Sixty Thousand Kernels
Days 3 & 4: Building in Public in OpenAI's Parameter Golf Challenge
Article 2 of an ongoing series. If you missed Article 1, I entered OpenAI’s Parameter Golf competition late, built the wrong architecture, got told to scrap it by my own AI system, pivoted, and briefly hit #1 on the merged leaderboard with PR #376 at 1.1401 bpb. That was Day 2.
Day 3 started with bad news.
I checked the leaderboard at 7am and PR #376 had already been lapped. While I was sleeping, the field moved. Not drifted. Moved. There’s a specific technical stack that the top competitors had converged on: 11 transformer layers, XSA attention, Partial RoPE, LN Scale, VE128, EMA, Late QAT, GPTQ-lite quantization. My submission wasn’t in the ballpark. It was on a different planet.
The bpb scores were lower across the board. The gap was real.

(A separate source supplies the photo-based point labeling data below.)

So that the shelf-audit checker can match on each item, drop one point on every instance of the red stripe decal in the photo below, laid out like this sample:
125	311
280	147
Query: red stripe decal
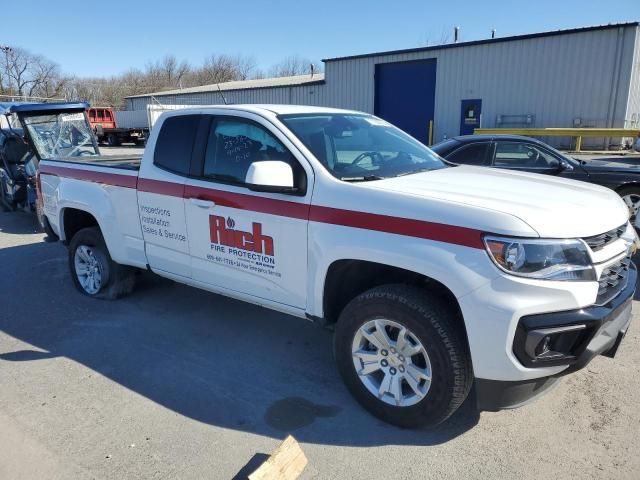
250	202
440	232
161	187
115	179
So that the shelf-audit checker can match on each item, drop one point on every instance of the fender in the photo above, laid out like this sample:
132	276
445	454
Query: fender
114	208
461	269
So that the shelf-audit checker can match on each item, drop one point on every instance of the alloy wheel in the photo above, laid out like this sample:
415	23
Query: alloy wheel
88	269
391	362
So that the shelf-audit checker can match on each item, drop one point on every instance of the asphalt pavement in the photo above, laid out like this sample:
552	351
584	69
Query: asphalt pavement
173	382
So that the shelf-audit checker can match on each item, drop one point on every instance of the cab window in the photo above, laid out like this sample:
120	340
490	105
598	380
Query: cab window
472	154
234	144
523	155
175	143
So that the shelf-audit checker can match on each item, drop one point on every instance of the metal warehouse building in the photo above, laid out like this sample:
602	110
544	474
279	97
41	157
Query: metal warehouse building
583	77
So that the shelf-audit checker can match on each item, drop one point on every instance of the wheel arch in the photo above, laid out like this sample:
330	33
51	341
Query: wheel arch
74	219
345	279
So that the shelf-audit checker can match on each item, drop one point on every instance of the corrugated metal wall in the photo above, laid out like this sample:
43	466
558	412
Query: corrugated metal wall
564	80
555	79
633	107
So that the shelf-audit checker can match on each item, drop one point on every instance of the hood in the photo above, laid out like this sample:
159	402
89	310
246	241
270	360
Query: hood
553	207
611	164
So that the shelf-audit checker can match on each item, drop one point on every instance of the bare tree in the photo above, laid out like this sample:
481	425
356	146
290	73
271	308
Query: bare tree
25	74
290	66
167	73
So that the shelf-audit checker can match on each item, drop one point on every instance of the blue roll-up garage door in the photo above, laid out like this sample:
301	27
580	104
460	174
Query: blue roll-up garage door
405	95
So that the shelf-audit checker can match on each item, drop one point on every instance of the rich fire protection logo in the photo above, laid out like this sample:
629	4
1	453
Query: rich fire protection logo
222	232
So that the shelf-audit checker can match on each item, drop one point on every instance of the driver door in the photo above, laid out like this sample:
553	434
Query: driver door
253	243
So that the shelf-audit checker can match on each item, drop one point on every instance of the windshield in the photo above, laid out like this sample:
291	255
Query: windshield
361	147
60	135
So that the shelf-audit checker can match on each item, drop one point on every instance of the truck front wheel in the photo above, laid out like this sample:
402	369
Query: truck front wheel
402	355
93	271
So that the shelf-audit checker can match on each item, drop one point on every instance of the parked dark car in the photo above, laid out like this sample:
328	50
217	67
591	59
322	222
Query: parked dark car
530	155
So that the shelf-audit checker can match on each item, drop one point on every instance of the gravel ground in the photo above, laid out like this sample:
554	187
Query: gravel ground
173	382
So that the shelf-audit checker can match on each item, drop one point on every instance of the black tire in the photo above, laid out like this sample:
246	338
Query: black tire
630	190
113	140
5	204
117	280
435	325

When you’re competing solo with no team and no institutional memory of a competition that’s been running for days before you arrived, you have an information problem. Further, I have no experience in this type of competition at all. I can’t read hundreds of pull requests. I can’t manually parse ablation tables, dig through commit histories, and cross-reference READMEs for fifty different experimental submissions in a single morning.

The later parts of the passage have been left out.